First, we head to the city’s eastern suburbs, where a Bauhaus-style building hosts an eatery notable for its north European name and its flavors. In May 2021, Giorgos Papadopoulos’ twenty years of experience in Thessaloniki’s restaurant scene came together with Alexandros Panopoulos’ expertise in pastries to create OSTEN, a restaurant located a short distance outside Thermi. The menu is the work of chef Giorgos Kordonis. OSTEN’s philosophy embraces a multitude of cuisines based, nonetheless, on Mediterranean influences and ingredients from across Greece.

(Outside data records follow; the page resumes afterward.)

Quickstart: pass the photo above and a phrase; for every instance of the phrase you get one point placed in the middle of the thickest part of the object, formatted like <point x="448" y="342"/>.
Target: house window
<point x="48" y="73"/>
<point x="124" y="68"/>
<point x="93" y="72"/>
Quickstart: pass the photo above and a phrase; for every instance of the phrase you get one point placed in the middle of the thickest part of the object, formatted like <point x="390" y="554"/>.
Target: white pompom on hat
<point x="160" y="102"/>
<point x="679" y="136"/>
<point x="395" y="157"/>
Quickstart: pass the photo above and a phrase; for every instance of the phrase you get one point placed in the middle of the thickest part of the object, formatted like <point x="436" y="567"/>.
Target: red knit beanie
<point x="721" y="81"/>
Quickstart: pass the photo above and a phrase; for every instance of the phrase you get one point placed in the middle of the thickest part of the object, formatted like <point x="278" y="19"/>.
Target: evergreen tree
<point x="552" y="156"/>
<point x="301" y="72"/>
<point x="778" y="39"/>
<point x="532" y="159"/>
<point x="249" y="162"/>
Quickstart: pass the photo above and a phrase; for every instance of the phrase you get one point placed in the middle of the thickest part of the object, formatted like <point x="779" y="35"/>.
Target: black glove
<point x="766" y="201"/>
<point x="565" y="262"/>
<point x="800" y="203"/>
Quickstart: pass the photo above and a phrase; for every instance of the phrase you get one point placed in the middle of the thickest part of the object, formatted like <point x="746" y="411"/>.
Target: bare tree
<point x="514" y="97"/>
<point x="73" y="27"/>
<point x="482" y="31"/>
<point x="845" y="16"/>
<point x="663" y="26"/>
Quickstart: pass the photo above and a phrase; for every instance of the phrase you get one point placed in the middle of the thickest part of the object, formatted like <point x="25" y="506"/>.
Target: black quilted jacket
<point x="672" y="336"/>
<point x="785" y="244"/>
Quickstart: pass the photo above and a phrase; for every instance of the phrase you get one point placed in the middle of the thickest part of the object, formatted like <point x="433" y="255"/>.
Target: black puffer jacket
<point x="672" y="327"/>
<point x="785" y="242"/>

Brunch options include sandwiches made with panini and brioche bread baked in-house from the same slow-rising dough that the restaurant uses for its homemade pasta as well, while vegetarian choices have yogurt from Drama, honey from Lake Kerkyni, and Greek fruit and nuts. They serve a special coffee blend which combines Arabica beans from Ethiopia, Colombia and Mexico. Daily specials change frequently and feature a variety of flavors in dishes such as soup with kavourma, or beef confit, offering great choices at low prices. “The main feature of OSTEN is that it has no single identity. We just want people to come and enjoy high quality food all hours of the day,” says Papadopoulos.
Our next stop is the Pelosof-Amarilo-Pardo arcade at 22 Tsimiski, the location of the old pre-war post office as well as shops serving the Jewish community. Few locals even knew the name of the arcade until last December, when Vassilis Saïtis and Giannis Balafoutis paid homage to the Jewish heritage of Thessaloniki by naming their new enterprise Pelosof. Entering the arcade, the visitor is greeted by a vast minimalist bar that complements the majestic architectural space.
The restaurant operates in the basement, offering two separate menus, one for brunch and lunch and the other for dinner. Using ingredients from local suppliers, Pelosof offers dishes with Levantine and Middle Eastern influences, reflecting Thessaloniki’s gastronomic identity without the pretensions that can come with fine dining. The unique flavors are the stuff of memories: handmade naan accompanying signature eastern Mediterranean kebabs; red-pepper harissa paste, better known in western Macedonia as ajvar, which accompanies main plates; and ten signature cocktails.
“The idea behind our cuisine and the casual dining experience has nothing to do with fast food; it refers to the overall experience – the space, the colors of the food, the new flavors, the music, something for all senses that creates a sense of comfort,” says Balafoutis, explaining a project that has already, in just its first month of existence, been embraced by the city.